As a follow-up to our recent blog about The Clean Air Act (CAA) of 1970 and its ongoing impact on air quality, we wanted to shed some light on why ongoing pollution is still a very real risk both in the United States but also, worldwide.
While the act and continued regulations following its inception, emissions from stationary and mobile sources remains a challenge to mitigate. While the United States has made significant strides in improving air quality, recent data shows an increase in harmful pollutants in the atmosphere that remain very real threats to American health and environment.
Despite the reduction of harmful pollutants in the air, one pervading environmental issue is CO2 emissions.
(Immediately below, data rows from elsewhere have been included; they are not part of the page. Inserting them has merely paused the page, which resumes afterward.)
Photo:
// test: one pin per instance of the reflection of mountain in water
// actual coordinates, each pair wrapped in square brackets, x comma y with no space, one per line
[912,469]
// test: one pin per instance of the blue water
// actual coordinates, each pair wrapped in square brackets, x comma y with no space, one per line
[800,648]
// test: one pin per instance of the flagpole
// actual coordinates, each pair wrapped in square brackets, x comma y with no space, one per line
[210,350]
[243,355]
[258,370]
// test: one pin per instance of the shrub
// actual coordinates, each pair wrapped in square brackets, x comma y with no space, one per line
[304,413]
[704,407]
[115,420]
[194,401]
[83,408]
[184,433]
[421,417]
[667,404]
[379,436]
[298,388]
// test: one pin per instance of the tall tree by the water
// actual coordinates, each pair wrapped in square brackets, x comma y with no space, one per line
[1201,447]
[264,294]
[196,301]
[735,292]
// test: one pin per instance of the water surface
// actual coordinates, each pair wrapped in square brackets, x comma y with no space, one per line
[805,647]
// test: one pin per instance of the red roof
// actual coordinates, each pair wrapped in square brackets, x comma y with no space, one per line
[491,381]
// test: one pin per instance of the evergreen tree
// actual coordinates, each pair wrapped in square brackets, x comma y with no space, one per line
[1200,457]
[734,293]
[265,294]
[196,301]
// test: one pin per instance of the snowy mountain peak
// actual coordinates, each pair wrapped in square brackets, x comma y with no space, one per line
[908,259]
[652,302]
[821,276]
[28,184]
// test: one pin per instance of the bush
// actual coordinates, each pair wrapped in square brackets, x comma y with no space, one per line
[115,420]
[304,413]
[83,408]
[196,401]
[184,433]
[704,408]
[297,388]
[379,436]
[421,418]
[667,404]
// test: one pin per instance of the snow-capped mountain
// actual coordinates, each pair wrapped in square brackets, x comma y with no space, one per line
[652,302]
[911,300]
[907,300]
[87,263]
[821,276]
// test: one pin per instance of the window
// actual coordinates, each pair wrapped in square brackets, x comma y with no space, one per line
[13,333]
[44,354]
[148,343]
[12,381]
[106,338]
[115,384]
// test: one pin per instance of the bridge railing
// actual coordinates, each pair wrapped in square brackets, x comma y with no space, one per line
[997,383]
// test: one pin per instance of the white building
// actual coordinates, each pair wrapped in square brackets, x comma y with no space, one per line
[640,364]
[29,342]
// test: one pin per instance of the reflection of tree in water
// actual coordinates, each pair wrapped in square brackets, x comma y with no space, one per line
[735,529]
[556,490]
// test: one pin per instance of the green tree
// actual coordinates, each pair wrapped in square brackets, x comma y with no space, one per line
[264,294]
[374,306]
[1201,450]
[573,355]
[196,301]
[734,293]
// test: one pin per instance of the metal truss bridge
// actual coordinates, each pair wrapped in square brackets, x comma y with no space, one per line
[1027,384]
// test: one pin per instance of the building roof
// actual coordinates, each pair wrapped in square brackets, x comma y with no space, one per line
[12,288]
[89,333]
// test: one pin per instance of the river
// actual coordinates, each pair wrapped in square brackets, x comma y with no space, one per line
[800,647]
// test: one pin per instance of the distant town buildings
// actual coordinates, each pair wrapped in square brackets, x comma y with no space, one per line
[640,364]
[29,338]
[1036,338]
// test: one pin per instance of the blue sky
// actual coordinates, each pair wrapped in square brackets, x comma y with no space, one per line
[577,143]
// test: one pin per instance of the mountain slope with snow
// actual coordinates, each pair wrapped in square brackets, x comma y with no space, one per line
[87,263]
CO2 has had an increase of 2.9 percent between 1990 and 2017, and often, sources of greenhouse gas emissions and air pollutants are the same.
Since it was introduced, the Clean Air Act has had an effect – numerous deaths have been prevented, and now even greenhouse gas emissions are now recognized as a danger to public health; however, it will take a worldwide effort to ensure a health future for generations to come.
The 2019 UN Environment Programme’s Emissions Gap Report insightfully compares where greenhouse gas emissions are headed, against where they should be, to avoid the worst impacts of climate change. Published each year for the last decade, the report consistently finds that the world is not doing enough. For example, emissions have only risen, and that even if all unconditional Nationally Determined Contributions (NDCs) under the Paris Agreement are implemented, we are still on course for a 3.2°C temperature rise, which will radically alter our planet climate change.
Our team at Clean Air Zone (CAZ) recognizes the importance of air quality and the impact we all have in maintaining a health population. It’s through continued efforts that we can take care of ourselves, our loved ones, and our planet.